タイトルの「お菓子番」とは、亡き祖母が毎月の連句会に、季節のお菓子を持ち寄っていたことに由来する。そして主人公も祖母の役割を引き継ぐように、同じお菓子を連句会に運ぶ。
連句との出会い
ざっくりものすごく荒く言うと、俳句を複数人でどんどんつなげていく、というものらしい。
みんなで、五七五を考え、次に、七七を、次に五七五を...という風につなげていく。
俳句と同じように季語があり、他にも、独特の決まりがあって、そのルールのなかで、句を考える。

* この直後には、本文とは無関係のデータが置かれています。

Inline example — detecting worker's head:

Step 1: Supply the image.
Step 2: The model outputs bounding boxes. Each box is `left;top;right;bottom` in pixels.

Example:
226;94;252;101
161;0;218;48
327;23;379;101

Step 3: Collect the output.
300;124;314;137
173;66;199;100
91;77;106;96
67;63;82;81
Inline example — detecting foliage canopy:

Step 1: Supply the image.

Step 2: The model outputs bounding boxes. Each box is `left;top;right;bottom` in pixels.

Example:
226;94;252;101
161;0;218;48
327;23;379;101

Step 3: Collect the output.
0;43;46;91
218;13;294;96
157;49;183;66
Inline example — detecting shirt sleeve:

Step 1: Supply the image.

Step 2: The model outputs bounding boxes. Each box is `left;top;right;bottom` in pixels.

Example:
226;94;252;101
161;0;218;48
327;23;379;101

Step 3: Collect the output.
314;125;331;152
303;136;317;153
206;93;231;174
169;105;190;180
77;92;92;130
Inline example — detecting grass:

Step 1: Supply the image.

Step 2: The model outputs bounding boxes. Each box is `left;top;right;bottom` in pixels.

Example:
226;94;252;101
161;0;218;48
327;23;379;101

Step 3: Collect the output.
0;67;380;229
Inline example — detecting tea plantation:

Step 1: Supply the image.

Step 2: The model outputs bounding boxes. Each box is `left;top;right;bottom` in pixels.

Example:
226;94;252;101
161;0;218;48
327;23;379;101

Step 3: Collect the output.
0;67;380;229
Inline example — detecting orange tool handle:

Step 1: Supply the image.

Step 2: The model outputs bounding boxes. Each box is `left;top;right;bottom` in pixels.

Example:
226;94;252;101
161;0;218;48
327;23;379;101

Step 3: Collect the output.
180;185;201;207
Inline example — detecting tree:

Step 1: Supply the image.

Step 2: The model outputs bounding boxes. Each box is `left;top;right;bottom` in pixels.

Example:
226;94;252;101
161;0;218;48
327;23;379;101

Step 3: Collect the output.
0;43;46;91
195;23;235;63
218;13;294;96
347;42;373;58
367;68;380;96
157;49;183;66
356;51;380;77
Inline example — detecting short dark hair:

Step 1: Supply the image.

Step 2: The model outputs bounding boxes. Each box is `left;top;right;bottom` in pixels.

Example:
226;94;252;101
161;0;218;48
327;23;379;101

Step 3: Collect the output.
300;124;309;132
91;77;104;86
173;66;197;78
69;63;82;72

このルールがなかなか面白くて、例えば、前の前の句が「場の句(人が出てこない句)」であれば、次は人が出てくる句が良いとされる、など、ちょっとしたゲームのよう。
というより、昔の人の遊び事だったんだなあ、と実感。
そういえば、和田竜『村上海賊の娘』で、武将というか海賊たちが輪になって、神社かどこかに連歌を奉納するシーンがあったような、なかったような。
連歌と連句はまた、違うものなのかしらん、と思いつつ無精なので、調べるのは今度に。
新しい仕事
主人公、一葉は連句会に通ううち、商品のポップをデザインする、という新しい仕事に出会う。
このあたりは、小説ならではのラッキーというかなんというか、現実、仕事にありつけず大いに悩んでいる身としては何とも羨ましい。
ただ、新しい仕事に向き合う姿勢が誠実で、前向きで、このあたりが自分と違うのだな、と自戒。
花のような人々
当初、祖母がお世話になったから、と半分お義理で顔を出した連句会で、主人公は年代も性別もまちまちな人と触れ合うこととなる。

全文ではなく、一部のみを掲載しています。